Sua doutrina pregava a criação de uma sociedade capaz, culturalmente instruída
e disposta ao bem comum.
Confúcio
deixou muitos discípulos, entre os quais Mêncio, defendia que o homem é bom por
natureza e deve poder desenvolver uma conduta razoável e reta; e, Xun Zi que
recorreu ao verso da moeda para compreender o papel de Confúcio. Ele acreditava
numa natureza perversa do homem, derivada dos mesmos instintos de preservação
dos animais.
Em todas
essas religiões, e ainda em outras que aqui não foram exemplificadas, podemos
constatar as diferenças com que cada uma delas aborda o relacionamento entre o
homem e a realidade dos seres espirituais e de Deus em especial. Diferentes
são as crenças, diferentes são as doutrinas.
Mas, o que
não se pode negar é que em todas elas
existe a crença generalizada na existência de uma realidade além da material,
a qual chamaríamos de espiritual ou mística. Esta realidade é envolvente,
transcendente e ao mesmo tempo imanente.
Neste
momento nos vem a pergunta, como relacionar esta realidade, observando e
respeitando a formulação doutrinária de cada religião, e o Corpo Místico de
Cristo.
Por mais que
raciocinemos não encontraremos a resposta a esta pergunta, porque não estamos
frente a um problema que possa ser resolvido, mas sim perante o mistério do
relacionamento místico. Esta realidade não pertence à esfera do problemático, mas
sim a do misterioso.
A realidade da
esfera mística, pertencendo a esfera do mistério, não comporta soluções, cabe
participar da mesma com Fé e com Amor. Para nós cristãos, é na existência do
Corpo Místico que devemos encontrar o sentido do existir místico, respeitando
sempre as interpretações doutrinárias das demais religiões e com elas
dialogando; sem querer entendê-las ou desvendar seu sentido.
Resta-nos
agora considerar o ateísmo. Hoje em dia, em nossa civilização cada vez mais
dominada pela tecnologia, para muitos homens a idéia de Deus perde sentido e,
eles se declaram ateus. Esta tendência vem crescendo e torna-se um fenômeno
social, antes que casos isolados.
Qual a
relação entre os ateus e o Corpo Místico de Cristo? Quando o ateísmo de uma
pessoa é determinado por uma decisão consciente e livre; não há dúvidas, este
indivíduo está separado, por sua livre vontade, do Corpo Místico.

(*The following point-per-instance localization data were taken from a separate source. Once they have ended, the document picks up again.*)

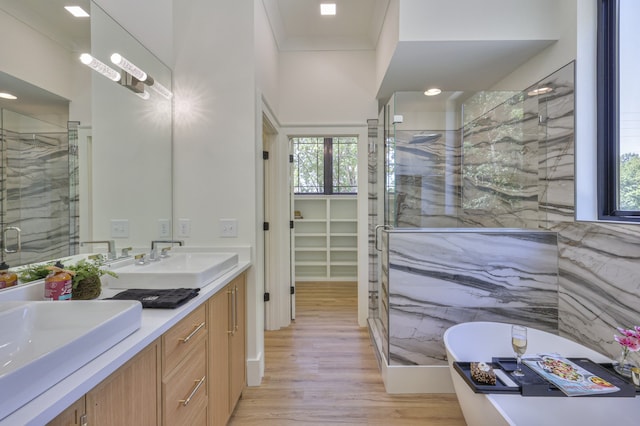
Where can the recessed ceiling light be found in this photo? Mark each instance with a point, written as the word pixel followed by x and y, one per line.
pixel 540 91
pixel 77 11
pixel 327 8
pixel 433 92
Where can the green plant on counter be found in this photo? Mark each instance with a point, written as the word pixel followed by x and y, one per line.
pixel 34 272
pixel 86 281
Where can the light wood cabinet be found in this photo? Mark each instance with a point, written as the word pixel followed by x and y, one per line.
pixel 72 416
pixel 194 374
pixel 227 363
pixel 237 346
pixel 129 395
pixel 184 371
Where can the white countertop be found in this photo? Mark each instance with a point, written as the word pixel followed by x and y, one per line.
pixel 154 323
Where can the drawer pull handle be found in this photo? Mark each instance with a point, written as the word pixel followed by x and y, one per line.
pixel 199 383
pixel 193 333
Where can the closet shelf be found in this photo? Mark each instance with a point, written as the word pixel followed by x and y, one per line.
pixel 334 221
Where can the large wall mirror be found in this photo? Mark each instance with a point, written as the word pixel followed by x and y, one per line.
pixel 83 157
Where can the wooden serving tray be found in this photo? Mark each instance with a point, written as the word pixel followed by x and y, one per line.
pixel 532 384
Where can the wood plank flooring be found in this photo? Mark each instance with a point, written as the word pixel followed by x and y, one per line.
pixel 322 370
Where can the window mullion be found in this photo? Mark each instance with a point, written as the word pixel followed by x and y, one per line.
pixel 328 166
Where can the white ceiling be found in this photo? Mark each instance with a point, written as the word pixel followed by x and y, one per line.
pixel 415 66
pixel 298 25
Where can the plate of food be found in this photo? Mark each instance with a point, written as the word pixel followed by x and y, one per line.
pixel 560 368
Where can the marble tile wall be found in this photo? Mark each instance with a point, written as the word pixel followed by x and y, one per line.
pixel 438 278
pixel 427 165
pixel 598 272
pixel 37 195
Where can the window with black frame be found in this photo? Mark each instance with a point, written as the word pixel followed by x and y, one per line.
pixel 618 110
pixel 325 165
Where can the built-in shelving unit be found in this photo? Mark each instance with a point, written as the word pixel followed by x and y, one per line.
pixel 326 243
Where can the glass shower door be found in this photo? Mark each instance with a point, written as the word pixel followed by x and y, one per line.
pixel 34 201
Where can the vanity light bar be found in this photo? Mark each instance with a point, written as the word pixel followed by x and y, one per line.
pixel 128 66
pixel 144 95
pixel 138 73
pixel 100 67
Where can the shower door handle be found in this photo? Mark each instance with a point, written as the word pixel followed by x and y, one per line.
pixel 18 241
pixel 376 234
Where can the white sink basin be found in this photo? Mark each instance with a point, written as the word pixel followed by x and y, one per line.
pixel 41 343
pixel 179 270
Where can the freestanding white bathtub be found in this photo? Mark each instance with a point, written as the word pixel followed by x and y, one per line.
pixel 480 341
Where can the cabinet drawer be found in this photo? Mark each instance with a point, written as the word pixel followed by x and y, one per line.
pixel 186 334
pixel 184 389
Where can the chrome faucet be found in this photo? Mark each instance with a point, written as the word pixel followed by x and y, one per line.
pixel 111 247
pixel 172 242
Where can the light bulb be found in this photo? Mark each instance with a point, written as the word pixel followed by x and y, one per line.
pixel 100 67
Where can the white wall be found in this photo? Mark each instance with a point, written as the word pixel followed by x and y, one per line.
pixel 327 87
pixel 216 166
pixel 30 56
pixel 388 40
pixel 267 72
pixel 149 21
pixel 476 20
pixel 553 57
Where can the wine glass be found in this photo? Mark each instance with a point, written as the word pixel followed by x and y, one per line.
pixel 519 344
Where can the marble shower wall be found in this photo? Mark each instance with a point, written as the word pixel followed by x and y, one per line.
pixel 36 197
pixel 427 178
pixel 441 277
pixel 599 276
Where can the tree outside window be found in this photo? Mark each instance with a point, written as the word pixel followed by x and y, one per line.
pixel 325 165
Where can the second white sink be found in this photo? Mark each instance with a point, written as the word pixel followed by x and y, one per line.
pixel 43 342
pixel 179 270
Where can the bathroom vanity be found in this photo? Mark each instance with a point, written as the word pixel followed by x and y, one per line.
pixel 183 366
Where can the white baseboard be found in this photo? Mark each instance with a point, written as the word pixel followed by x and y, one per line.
pixel 416 378
pixel 255 370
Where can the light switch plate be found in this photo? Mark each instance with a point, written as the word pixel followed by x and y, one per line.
pixel 119 228
pixel 184 227
pixel 164 228
pixel 228 228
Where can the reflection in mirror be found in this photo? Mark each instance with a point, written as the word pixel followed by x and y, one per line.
pixel 83 157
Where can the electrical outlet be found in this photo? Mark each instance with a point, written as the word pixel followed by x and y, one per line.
pixel 229 228
pixel 164 228
pixel 184 227
pixel 119 228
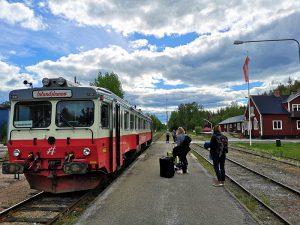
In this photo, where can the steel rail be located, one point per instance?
(262, 175)
(284, 220)
(264, 156)
(6, 211)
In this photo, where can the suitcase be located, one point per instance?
(166, 164)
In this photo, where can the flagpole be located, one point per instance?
(249, 123)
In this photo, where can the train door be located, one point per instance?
(115, 153)
(117, 131)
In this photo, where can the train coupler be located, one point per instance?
(75, 167)
(12, 168)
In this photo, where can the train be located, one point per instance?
(65, 137)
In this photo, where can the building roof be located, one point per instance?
(292, 96)
(270, 104)
(235, 119)
(4, 107)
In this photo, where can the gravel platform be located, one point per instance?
(141, 196)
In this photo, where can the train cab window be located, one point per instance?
(74, 113)
(131, 122)
(136, 122)
(105, 115)
(126, 120)
(32, 114)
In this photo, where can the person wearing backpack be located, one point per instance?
(218, 150)
(183, 147)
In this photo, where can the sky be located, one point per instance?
(165, 52)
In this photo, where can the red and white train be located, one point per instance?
(65, 137)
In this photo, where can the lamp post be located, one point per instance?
(237, 42)
(209, 123)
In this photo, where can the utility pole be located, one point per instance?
(167, 112)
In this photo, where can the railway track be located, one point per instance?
(280, 199)
(42, 208)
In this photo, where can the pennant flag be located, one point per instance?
(245, 68)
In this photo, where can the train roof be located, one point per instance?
(61, 89)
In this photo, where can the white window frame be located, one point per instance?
(298, 124)
(296, 106)
(279, 122)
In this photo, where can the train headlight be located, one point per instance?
(86, 151)
(46, 81)
(61, 81)
(16, 152)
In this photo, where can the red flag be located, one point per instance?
(245, 68)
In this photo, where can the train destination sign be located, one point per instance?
(52, 94)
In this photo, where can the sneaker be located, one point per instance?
(179, 171)
(218, 184)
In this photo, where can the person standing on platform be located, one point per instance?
(182, 148)
(167, 136)
(218, 150)
(174, 135)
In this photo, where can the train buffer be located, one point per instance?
(141, 196)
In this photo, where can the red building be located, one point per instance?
(274, 116)
(233, 124)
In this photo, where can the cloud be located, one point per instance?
(168, 17)
(139, 43)
(18, 13)
(12, 78)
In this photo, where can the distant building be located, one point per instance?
(206, 129)
(274, 116)
(233, 124)
(4, 113)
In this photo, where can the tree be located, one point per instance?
(109, 81)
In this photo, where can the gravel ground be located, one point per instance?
(279, 171)
(13, 190)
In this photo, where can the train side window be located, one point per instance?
(35, 114)
(126, 120)
(131, 121)
(121, 119)
(104, 115)
(136, 122)
(140, 123)
(77, 113)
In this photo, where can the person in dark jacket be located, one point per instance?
(181, 150)
(218, 150)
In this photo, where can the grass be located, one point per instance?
(287, 150)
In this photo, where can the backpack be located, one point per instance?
(186, 143)
(222, 144)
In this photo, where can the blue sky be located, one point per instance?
(163, 51)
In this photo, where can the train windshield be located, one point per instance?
(74, 113)
(32, 114)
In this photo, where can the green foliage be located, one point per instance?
(192, 116)
(157, 125)
(3, 133)
(286, 89)
(188, 116)
(224, 113)
(109, 81)
(287, 150)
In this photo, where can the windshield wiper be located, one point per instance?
(66, 121)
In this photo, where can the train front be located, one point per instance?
(51, 137)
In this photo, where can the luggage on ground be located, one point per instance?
(166, 164)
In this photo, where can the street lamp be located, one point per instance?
(237, 42)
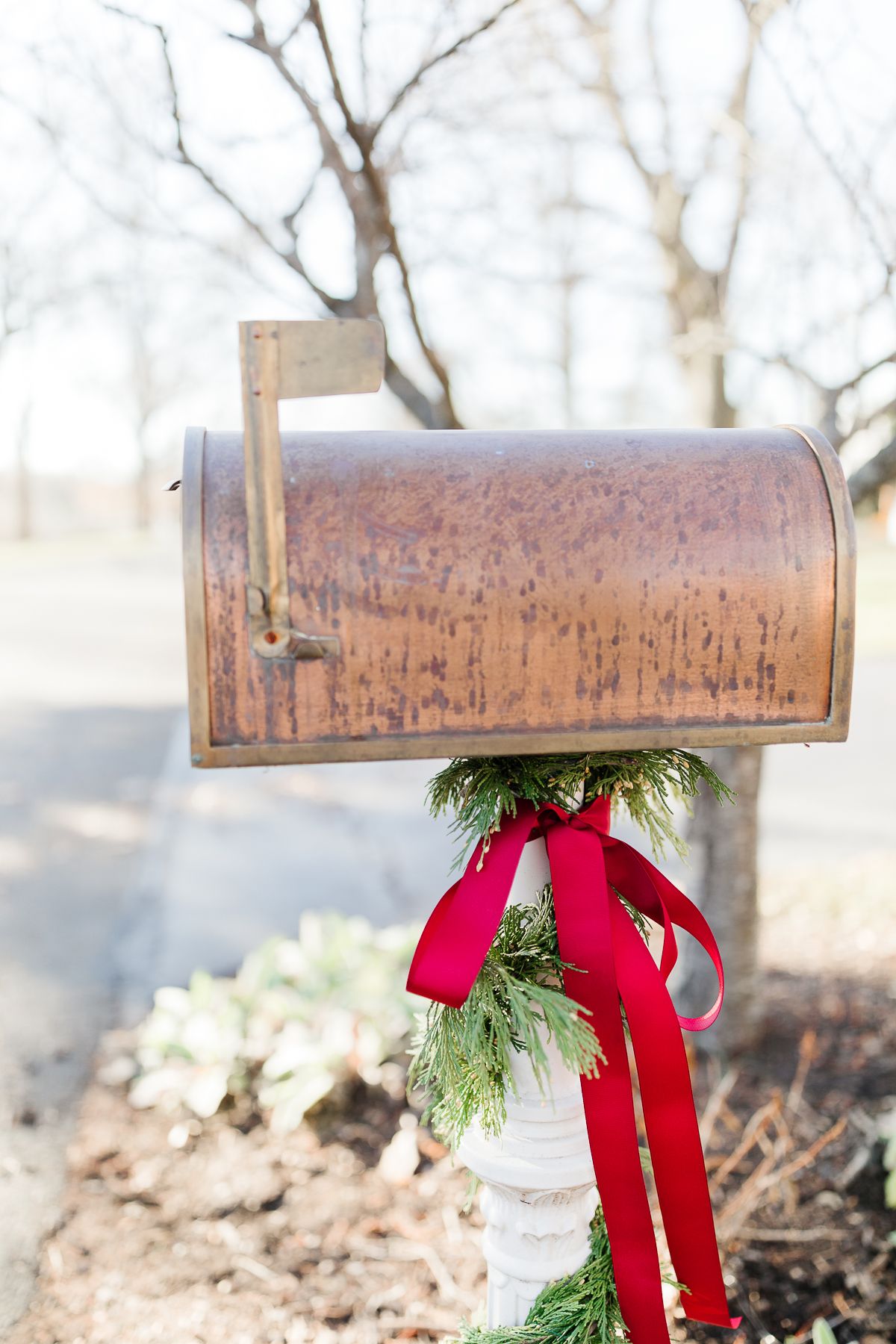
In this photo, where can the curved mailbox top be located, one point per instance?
(488, 593)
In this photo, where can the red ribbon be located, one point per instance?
(597, 936)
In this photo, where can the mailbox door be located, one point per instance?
(507, 593)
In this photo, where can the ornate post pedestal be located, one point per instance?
(539, 1194)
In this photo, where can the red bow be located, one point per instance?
(597, 936)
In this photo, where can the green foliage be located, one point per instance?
(889, 1167)
(462, 1055)
(300, 1015)
(481, 791)
(579, 1310)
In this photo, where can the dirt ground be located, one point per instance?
(227, 1233)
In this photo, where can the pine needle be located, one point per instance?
(481, 789)
(462, 1055)
(579, 1310)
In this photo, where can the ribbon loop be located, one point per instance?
(597, 936)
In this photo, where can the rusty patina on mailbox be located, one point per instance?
(460, 593)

Porém, nos casos em que o ateísmo é
determinado por causas psíquicas ou, por conjunturas sociais, não há como
sabermos até que ponto deve haver o rompimento com o Corpo Místico.
O Corpo Místico de Cristo é uma realidade maior do que a
inteligência humana pode conceber; mas esta realidade pode ser vivida e
esperenciada através de nossa participação nos Sacramentos.